Absolutely no output is simple, just redirect the script's stdout and stderr to /dev/null:

exec >/dev/null 2>&1

That will affect the shell itself, and any commands it executes afterwards. Run that conditionally to choose where the output is redirected.

if [ "$output_to_file" = 1 ]; then
    exec > "$outputfilename" 2>&1
elif [ "$output_suppress" = 1 ]; then
    exec > /dev/null 2>&1
fi

Note, that suppressing all output isn't probably a good idea. The user is very likely to want some notification for errors.

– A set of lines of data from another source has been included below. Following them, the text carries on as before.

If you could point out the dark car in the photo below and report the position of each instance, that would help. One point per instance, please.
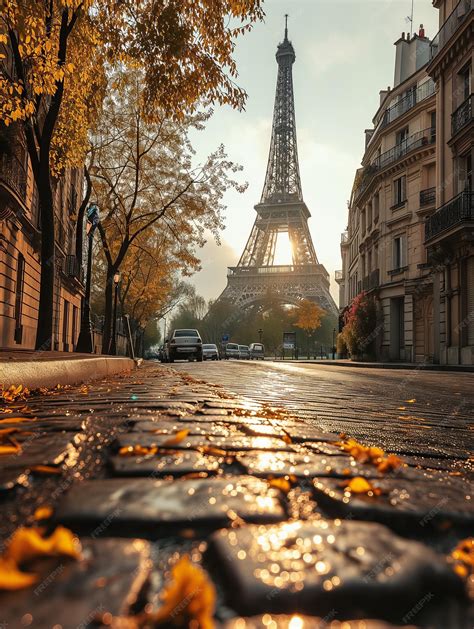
(210, 352)
(185, 344)
(244, 352)
(257, 351)
(231, 350)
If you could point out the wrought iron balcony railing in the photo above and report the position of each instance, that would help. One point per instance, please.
(412, 142)
(415, 96)
(415, 141)
(457, 17)
(456, 211)
(13, 174)
(463, 115)
(427, 197)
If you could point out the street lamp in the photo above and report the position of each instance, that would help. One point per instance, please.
(113, 340)
(84, 342)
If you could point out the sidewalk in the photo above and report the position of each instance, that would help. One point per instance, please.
(345, 362)
(174, 487)
(47, 369)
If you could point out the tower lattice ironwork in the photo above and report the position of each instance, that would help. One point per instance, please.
(281, 209)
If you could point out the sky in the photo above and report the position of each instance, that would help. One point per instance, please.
(344, 57)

If you insist on passing output through the function (and are running Bash/ksh/Zsh), you could use process substitution:

#!/bin/bash
mangle_output() {
    # do something smarter here
    while read -r line; do
        echo "output: $line";
    done;
}
# redirect stdout and stderr to the function
exec > >(mangle_output) 2>&1
echo something that produces output

Though note that processing the output with a shell loop isn't a very good idea, in the least it's slow. See: Why is using a shell loop to process text considered bad practice?. If all you want is redirection a file, or to /dev/null, just use exec to set up redirections.

ilkkachu
  • 138,973
0

Firstly, that function will only log the first "word" of anything sent to it, since you use $1 rather than "$*".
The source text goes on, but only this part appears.